相手が小学生くらいの少女だということを忘れているのではないだろうか。


『長い。そろそろ締めて』


「だから僕たちはフールと戦うときにも技の名前を叫びませんし、昔流行ったヒーローとは違うんだ、って理解してもらいたいですね」


『はい、すかさず笑顔』


最後はニコッと笑顔で締めた。

深水のこの笑顔で視聴者はコロッとやられる。広報部隊としての役割をきちんと演じられているということだ。

そういう訓練を彼はしている。

やろうと思えば氷町もできる。そういう訓練をしてきた。


しかし、ガラじゃない。

こうやって外から見てマイク越しにこっそり指示するのが性に合っている。




――――――


「ねえねえ! ちゃんと受け答えできてたかなあ!? 今日もボク変じゃなかったかなあ!?」

「あーはいはい、大丈夫だったよ、しんちゃん、ちゃんと広報部隊立派にやれてたよ」


氷町は、裏でこうやって深水の機嫌を取るポジションが気に入っていた。

世間には決して見せることのない深水の弱い部分。ずっと昔から変わらない気弱さ。幼い頃から一緒に過ごしてきた自分や、トオルの前でくらいしか見せない深水の素の姿。
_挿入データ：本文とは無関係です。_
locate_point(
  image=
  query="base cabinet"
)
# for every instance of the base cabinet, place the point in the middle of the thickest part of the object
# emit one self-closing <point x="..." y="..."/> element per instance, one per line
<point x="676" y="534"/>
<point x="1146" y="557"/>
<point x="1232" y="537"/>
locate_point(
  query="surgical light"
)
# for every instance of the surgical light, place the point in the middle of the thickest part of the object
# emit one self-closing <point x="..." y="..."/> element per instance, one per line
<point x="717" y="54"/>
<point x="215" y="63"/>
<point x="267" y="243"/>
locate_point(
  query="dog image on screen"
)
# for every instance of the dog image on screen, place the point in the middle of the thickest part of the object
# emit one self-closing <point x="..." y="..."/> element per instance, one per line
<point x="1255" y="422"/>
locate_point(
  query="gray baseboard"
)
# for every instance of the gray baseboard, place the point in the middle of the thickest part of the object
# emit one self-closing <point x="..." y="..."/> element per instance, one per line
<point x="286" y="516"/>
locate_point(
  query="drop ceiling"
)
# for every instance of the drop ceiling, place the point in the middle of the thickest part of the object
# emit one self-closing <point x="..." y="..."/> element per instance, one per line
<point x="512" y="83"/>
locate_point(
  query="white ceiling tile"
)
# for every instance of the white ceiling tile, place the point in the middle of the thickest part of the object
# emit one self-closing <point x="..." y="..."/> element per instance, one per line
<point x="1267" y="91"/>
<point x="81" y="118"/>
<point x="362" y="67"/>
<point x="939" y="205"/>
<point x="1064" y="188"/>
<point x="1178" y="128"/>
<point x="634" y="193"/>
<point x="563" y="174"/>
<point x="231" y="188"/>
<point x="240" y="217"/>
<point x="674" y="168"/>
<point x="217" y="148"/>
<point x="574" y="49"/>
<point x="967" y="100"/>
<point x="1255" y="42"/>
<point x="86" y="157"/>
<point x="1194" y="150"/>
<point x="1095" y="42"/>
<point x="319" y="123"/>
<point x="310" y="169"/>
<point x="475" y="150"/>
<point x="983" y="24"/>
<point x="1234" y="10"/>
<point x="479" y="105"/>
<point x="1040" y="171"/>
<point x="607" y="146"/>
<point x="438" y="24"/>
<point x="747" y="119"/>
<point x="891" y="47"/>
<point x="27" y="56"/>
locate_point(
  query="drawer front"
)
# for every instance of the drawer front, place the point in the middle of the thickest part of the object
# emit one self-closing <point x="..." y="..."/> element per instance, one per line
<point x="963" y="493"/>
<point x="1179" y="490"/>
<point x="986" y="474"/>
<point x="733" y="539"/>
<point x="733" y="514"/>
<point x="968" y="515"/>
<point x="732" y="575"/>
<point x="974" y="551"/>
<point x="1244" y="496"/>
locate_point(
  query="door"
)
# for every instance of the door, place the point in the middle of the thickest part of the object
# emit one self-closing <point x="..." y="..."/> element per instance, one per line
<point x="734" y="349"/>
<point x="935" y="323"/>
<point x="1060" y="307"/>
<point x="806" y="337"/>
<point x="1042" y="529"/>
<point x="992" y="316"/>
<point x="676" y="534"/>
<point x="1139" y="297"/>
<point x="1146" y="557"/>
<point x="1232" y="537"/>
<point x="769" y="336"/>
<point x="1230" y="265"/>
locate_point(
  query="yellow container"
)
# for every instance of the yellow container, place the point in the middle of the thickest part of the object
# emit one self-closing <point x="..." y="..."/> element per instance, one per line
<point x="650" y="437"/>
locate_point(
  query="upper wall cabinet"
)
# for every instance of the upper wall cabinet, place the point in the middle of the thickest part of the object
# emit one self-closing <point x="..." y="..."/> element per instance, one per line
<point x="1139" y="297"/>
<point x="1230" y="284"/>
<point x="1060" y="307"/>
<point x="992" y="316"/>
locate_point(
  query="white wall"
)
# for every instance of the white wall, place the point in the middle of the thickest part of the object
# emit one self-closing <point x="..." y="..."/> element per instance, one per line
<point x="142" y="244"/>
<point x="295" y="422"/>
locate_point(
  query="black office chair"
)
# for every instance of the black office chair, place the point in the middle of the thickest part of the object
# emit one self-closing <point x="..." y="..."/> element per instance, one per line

「テレビに出るのだって、そろそろ慣れてもいい頃なんだけどね」

「そう言うなよー、しんちゃん頑張ってるじゃん」

「『必ず殺す技は必要ありません』って言ったときの言い回しは、隊長にしちゃあすげえうまかったと思ったけどなあ」

「そうそう、落ち着いて回答できてたと思うよ?」


第三者から見たら甘やかし過ぎにも映るだろうか。

しかしフールに対応する出動の仕事だけでなく、頻繁にテレビに出演したり雑誌のインタビューに答えたり、思いのほか大変である。最近では公式からアップされている動画に出演する頻度も上がってきている。深水以外のメンバーが映像映えしにくいこともあって、隊長一人に負担が集中している。だからこうやって甘やかすのは、決してやりすぎではないと氷町は思う。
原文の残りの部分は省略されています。